Islands of Abandonment is, among many other things, a treatise on aesthetics. At every turn, it questions how we come to value some versions of “nature” over others. Flyn notes that in the 17th century, the term “wasteland” was “applied not to sites of dereliction but to fens, swamps, and marshes.” Now, such areas enjoy pride of place as protected wetlands. “The lesson in this, I think, is that what feel like self-evident truths about the world around us can, in fact, be culturally specific — moral judgments we are imposing upon the world around us.”

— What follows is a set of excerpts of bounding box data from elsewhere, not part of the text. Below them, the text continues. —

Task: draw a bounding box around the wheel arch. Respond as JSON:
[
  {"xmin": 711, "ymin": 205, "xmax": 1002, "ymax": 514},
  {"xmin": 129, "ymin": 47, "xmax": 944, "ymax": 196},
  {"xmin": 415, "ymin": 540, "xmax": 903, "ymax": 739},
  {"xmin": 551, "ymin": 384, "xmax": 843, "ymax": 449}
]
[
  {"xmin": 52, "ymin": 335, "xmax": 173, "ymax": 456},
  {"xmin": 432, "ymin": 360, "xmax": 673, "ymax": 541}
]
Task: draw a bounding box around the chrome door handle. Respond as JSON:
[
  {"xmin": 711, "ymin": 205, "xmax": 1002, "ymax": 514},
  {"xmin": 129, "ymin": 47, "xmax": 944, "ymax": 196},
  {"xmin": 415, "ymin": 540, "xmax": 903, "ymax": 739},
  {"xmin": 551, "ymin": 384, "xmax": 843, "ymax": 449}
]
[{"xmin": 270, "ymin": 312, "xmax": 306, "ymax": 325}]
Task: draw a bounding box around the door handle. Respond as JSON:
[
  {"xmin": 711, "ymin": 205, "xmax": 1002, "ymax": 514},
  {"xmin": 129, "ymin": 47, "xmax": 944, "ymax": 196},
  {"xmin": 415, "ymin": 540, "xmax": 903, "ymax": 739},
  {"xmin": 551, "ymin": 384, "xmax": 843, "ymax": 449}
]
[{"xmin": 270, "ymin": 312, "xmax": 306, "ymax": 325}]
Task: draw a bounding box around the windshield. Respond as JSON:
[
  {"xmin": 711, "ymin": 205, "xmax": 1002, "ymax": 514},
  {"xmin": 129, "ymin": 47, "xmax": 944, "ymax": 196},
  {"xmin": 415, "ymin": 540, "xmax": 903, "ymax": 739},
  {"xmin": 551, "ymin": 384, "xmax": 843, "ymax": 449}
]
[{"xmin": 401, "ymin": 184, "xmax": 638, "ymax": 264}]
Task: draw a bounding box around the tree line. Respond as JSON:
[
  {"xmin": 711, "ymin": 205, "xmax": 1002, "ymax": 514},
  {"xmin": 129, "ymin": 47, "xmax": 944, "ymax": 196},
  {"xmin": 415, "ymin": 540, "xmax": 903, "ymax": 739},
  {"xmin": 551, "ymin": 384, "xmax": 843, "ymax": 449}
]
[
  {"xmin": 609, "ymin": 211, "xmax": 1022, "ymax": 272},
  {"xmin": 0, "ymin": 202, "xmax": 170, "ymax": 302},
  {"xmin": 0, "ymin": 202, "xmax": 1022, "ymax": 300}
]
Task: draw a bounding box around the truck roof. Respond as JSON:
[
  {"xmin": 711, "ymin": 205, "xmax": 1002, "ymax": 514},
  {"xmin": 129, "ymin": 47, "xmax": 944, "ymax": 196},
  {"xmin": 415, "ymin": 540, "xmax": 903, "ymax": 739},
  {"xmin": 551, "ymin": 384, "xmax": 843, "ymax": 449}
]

Flyn’s descriptive prose is so dependably beautiful, recalling Henry David Thoreau’s journals or Annie Dillard’s essays, that it makes the reader wonder if anything in the natural world can really be called ugly. Flyn’s “islands of abandonment” are at worst “pretty-ugly,” a term she borrows from the French. (If a swimsuit model is tres jolie, a high-fashion model is jolie-laide.) Hence, we get Flyn’s “scraggy toilet-brush trees” or a crumbling parking lot “quilted with soft brown moss and frothy gray and peppermint lichens” or “mint green paper … slipping from the plaster like silk.” We may come to recognize beauty in surprising forms. Our environment may change in ways we can neither anticipate nor control. We’d better get used to that. As one Detroit resident, stubbornly refusing to be scared off, tells a reporter: “It’s nothing like it used to be. But it is home. This is home.”
Stefan Beck is a writer living in Hudson, New York.